Hoge Raad, 21-09-1983, ECLI:NL:HR:1983:BH6685 AW8796, 21 953
Hoge Raad, 21-09-1983, ECLI:NL:HR:1983:BH6685 AW8796, 21 953
Gegevens
- Instantie
- Hoge Raad
- Datum uitspraak
- 21 september 1983
- Datum publicatie
- 4 april 2013
- Zaaknummer
- 21 953
- Relevante informatie
- 15 AWR, 38 IW 1990
Uitspraak
De Hoge Raad enz.;
Gezien het beroepschrift in cassatie van de Staatssecretaris van Financiën tegen de uitspraak van het Gerechtshof te ‘s-Hertogenbosch van 8 november 1982 betreffende de aan X te Z opgelegde aanslag in de inkomstenbelasting voor het jaar 1978;
Gezien de stukken;
Overwegende dat belanghebbende, aan wie voor het jaar 1978 een aanslag in de inkomstenbelasting is opgelegd naar een belastbaar inkomen van f 13.141 met verrekening van een bedrag van f 1778 aan loonbelasting, na vergeefs bezwaar bij de Inspecteur van diens uitspraak in beroep is gekomen bij het Hof;
Overwegende dat het Hof de vaststaande feiten en het tussen partijen bestaande geschil heeft omschreven als volgt:
'Belanghebbende, geboren in 1956 en gehuwd, heeft een kind, geboren april 1978, en is van beroep timmerman. In 1978 werkte hij als zodanig in dienstbetrekking: van 1 januari tot en met 30 juni bij A BV te Z en van 1 juli tot en met 31 december bij B te W.
Laatstgenoemde werkgeefster heeft geen loonbelastingkaarten of verzamelloonstaten bij de belastingadministratie ingeleverd en evenmin loonbelasting en premies volksverzekeringen afgedragen.

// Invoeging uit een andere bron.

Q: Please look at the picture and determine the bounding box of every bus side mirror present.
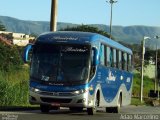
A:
[23,44,33,63]
[92,47,99,66]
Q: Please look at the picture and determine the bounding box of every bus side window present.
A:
[122,52,127,70]
[100,45,105,65]
[127,54,132,72]
[107,46,112,67]
[112,49,117,68]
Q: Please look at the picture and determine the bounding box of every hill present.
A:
[0,16,160,48]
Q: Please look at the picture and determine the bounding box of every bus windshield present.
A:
[31,44,90,85]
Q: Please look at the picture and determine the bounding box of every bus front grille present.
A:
[41,97,72,103]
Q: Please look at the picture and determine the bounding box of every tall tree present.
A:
[60,25,114,39]
[0,21,6,31]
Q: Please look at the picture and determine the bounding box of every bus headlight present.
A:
[30,87,40,93]
[73,89,87,95]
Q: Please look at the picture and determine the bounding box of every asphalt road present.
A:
[0,106,160,120]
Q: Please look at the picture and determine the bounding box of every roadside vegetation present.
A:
[0,25,160,106]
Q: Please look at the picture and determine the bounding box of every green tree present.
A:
[0,21,6,31]
[60,25,114,39]
[0,42,23,72]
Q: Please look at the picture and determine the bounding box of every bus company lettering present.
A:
[107,71,116,81]
[63,47,86,52]
[53,36,78,40]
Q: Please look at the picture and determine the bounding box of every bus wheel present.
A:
[87,107,94,115]
[106,95,122,113]
[40,104,50,113]
[87,92,100,115]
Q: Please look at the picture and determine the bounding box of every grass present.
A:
[132,73,154,97]
[0,67,29,106]
[0,66,154,106]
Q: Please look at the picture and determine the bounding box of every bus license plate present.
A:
[51,103,60,106]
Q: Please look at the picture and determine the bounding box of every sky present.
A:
[0,0,160,26]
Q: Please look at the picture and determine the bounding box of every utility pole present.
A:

Volgens een door B verstrekte loonopgave, welke in fotocopie tot de stukken behoort, heeft belanghebbende in het onderhavige jaar bij deze werkgeefster een bruto-loon genoten van in totaal f 15.546,30, en is hierop ingehouden aan loonbelasting f 2.279,60 en aan premies volksverzekeringen f 1.768,80.
Belanghebbende heeft voor de inkomstenbelasting en de premieheffing volksverzekeringen over het onderhavige jaar tijdig aangifte gedaan; de in het aangiftebiljet vermelde berekening luidt -verkort weergegeven - aldus:
loon A BV f 14.157,95
loon B f 15.546,30
f 29.704,25
werkgeversaandeel premies
ziekenfondswet f 1.112,66
ingehouden premies sociale verzekeringen f 1.621,12
f 508,46
f 29.195,79
aftrekbare kosten f 1.000
f 28.195,79
zuivere inkomsten uit eigen woning -/- f 12.269,29
idem uit goederen andere dan eigen woning f 680,-
f 16.606,50
ingehouden premies volksverzekeringen:
door A BV f 1.614,87
door B f 1.768,80
andere persoonlijke verplichtingen f 608,03
buitengewone lasten f 1.242,05
f 5.233,75
f 11.372,75,
ingehouden belasting:
door A BV f 1.777,87
door B f 2.279,60
totaal f 4.057,47.
De aanslag is volgens onderstaande berekening opgelegd:
aangegeven belastbaar inkomen f 11.372,75
bij: minder ingehouden premies volksverzekeringen door B f 1.768,80
belastbaar inkomen nader (afgerond) f 13.141,-;
als voorheffing is slechts verrekend de door A BV ingehouden loonbelasting ad, afgerond, f 1.778.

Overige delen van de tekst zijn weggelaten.